I can't get my ring off - a bind as I need a hand X-ray soon.

As for the engagement ring - we had identical men's watches. I still wear mine every day and while it doesn't attract attention as a substitute ring, I'd give short shrift to anyone suggesting I take it off.

cupfinalchaos · 28/04/2026 23:01

Zov · 28/04/2026 21:19

Why would anyone remove it? I would never remove mine.
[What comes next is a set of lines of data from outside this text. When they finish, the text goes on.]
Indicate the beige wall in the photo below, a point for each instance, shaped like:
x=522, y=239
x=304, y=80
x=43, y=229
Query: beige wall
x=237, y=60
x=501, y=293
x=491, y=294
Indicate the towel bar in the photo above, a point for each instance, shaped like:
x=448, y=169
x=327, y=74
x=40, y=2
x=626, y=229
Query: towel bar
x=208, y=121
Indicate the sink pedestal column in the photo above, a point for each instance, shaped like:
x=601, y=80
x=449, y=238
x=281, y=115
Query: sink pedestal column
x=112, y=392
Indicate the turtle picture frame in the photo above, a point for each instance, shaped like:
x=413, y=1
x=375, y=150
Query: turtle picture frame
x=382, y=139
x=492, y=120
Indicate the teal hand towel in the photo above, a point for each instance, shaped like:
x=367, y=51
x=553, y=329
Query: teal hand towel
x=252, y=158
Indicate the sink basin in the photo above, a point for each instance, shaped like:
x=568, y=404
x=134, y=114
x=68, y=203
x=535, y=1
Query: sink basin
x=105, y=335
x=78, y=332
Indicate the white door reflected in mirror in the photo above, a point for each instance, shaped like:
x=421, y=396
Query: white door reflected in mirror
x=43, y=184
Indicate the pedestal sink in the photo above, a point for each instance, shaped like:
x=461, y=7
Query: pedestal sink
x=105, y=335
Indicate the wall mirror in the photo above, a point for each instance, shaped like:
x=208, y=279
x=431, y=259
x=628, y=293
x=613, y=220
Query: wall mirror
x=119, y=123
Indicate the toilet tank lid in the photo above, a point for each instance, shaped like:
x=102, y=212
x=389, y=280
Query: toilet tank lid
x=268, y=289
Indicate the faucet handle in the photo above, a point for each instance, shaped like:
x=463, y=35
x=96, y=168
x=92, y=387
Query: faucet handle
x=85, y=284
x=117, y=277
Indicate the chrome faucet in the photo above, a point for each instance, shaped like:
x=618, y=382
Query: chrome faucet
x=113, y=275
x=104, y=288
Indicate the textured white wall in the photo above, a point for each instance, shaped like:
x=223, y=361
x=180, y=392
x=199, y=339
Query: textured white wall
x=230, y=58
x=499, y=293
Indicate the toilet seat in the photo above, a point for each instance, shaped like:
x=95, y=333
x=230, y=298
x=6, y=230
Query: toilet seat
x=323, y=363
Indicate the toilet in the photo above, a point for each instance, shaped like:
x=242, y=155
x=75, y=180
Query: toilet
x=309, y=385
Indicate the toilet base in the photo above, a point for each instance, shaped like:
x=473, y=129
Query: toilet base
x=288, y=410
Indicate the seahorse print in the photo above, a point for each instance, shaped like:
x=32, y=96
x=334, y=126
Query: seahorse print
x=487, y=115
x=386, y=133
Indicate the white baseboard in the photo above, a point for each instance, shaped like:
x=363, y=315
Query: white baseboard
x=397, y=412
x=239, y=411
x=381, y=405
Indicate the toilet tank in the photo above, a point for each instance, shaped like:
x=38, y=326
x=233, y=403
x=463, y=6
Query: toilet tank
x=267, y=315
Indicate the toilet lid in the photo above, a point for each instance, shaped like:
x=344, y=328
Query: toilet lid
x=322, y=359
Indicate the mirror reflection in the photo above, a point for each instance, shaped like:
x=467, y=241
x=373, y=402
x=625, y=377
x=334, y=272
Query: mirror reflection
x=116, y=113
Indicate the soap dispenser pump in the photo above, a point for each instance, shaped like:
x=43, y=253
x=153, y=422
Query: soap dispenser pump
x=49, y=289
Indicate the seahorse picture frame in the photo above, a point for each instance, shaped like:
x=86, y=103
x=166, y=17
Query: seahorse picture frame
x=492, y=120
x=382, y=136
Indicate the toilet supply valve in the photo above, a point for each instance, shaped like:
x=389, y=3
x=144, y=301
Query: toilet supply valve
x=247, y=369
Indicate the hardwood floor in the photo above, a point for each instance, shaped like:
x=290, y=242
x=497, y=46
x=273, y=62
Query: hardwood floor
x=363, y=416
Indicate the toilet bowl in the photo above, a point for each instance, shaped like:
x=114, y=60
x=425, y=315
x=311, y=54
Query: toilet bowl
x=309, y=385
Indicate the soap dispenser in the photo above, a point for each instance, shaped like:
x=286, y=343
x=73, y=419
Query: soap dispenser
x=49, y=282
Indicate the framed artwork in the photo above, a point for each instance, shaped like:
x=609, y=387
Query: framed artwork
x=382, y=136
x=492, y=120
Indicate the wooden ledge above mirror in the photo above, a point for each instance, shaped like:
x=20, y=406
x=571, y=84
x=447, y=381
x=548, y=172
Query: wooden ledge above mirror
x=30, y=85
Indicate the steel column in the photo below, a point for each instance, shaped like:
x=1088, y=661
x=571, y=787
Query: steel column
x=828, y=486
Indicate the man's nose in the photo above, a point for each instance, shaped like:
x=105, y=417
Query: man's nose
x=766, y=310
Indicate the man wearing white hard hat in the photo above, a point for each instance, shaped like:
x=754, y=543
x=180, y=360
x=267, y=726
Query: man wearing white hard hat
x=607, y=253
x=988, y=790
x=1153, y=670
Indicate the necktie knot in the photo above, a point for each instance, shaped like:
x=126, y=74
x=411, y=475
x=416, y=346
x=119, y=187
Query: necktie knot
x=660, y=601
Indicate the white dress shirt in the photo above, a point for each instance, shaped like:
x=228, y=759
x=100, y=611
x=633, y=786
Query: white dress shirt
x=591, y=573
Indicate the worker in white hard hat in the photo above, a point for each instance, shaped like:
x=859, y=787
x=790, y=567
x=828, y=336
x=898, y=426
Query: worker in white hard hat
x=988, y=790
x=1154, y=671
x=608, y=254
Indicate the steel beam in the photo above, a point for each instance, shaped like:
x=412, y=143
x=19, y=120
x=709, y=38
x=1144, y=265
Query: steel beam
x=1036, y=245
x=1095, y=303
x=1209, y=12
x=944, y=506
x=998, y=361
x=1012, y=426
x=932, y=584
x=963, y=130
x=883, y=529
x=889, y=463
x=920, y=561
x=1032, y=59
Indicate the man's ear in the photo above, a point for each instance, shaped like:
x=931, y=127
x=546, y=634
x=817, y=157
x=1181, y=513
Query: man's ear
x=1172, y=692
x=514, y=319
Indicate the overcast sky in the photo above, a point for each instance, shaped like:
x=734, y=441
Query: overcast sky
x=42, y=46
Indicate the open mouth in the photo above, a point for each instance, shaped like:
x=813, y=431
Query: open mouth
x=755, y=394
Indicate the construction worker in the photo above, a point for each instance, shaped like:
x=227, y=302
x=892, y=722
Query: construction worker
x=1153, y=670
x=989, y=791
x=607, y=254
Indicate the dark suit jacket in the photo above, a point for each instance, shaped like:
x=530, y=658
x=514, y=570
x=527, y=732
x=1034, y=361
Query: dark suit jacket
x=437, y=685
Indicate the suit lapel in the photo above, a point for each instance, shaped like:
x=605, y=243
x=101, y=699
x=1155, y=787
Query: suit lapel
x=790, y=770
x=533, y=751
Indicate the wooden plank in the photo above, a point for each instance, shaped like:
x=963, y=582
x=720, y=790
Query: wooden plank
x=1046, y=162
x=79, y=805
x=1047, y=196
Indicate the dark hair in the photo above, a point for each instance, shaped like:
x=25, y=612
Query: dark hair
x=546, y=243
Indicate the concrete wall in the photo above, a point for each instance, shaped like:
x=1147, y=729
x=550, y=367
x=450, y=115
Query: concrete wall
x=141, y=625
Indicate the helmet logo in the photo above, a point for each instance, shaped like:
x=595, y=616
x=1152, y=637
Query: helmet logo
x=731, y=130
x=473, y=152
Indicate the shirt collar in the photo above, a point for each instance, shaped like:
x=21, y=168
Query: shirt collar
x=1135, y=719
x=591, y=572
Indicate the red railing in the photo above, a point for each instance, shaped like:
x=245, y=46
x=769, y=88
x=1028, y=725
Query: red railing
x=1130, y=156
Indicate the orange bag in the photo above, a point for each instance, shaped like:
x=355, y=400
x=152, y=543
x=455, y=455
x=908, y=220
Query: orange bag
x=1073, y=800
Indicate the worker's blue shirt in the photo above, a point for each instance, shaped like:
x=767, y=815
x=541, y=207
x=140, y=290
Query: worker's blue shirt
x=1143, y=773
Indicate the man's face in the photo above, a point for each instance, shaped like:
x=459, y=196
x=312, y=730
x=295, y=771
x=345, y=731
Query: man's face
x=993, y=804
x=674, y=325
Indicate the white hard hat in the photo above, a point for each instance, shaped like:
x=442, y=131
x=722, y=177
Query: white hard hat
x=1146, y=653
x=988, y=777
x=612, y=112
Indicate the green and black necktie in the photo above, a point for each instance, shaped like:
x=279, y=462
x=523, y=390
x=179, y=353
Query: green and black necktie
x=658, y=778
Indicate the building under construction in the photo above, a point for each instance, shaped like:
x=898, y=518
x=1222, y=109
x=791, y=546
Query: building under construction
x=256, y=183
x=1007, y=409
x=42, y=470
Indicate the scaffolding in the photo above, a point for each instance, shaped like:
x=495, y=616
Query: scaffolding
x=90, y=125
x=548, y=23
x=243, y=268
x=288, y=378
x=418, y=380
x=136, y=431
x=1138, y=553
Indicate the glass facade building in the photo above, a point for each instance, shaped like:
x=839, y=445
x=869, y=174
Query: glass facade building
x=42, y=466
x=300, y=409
Unless I was getting remarried that is, which I never would, because I couldn't be arsed with another man again - ever - if my DH died.

Not saying DH is awful LOL, but as I'm getting on for 60, the only man I would get - if I was looking for one/trying to get one - would be 65-70+ And no WAY am I shacking up/getting into a relationship with a man 65-70+ LOL!!!

.

Edited

I’m your age almost 60 and totally agree. Dh is my second dh (divorced) and if anything happened to him I’d just make a life with my kids, my cats and my hobbies. No way am I getting to know someone’s weird habits and taking on their family and health problems.

Shinyclean · 28/04/2026 23:05

I think it’s up to you and what you want to do in your life. Wearing a wedding ring means you are connected to a person. If you feel you would like to move on and meet somebody else then perhaps that’s when to remove it.

Personally, I have been widowed 17 months and have no desire to remove mine. I wear my husband‘s wedding ring on my right hand.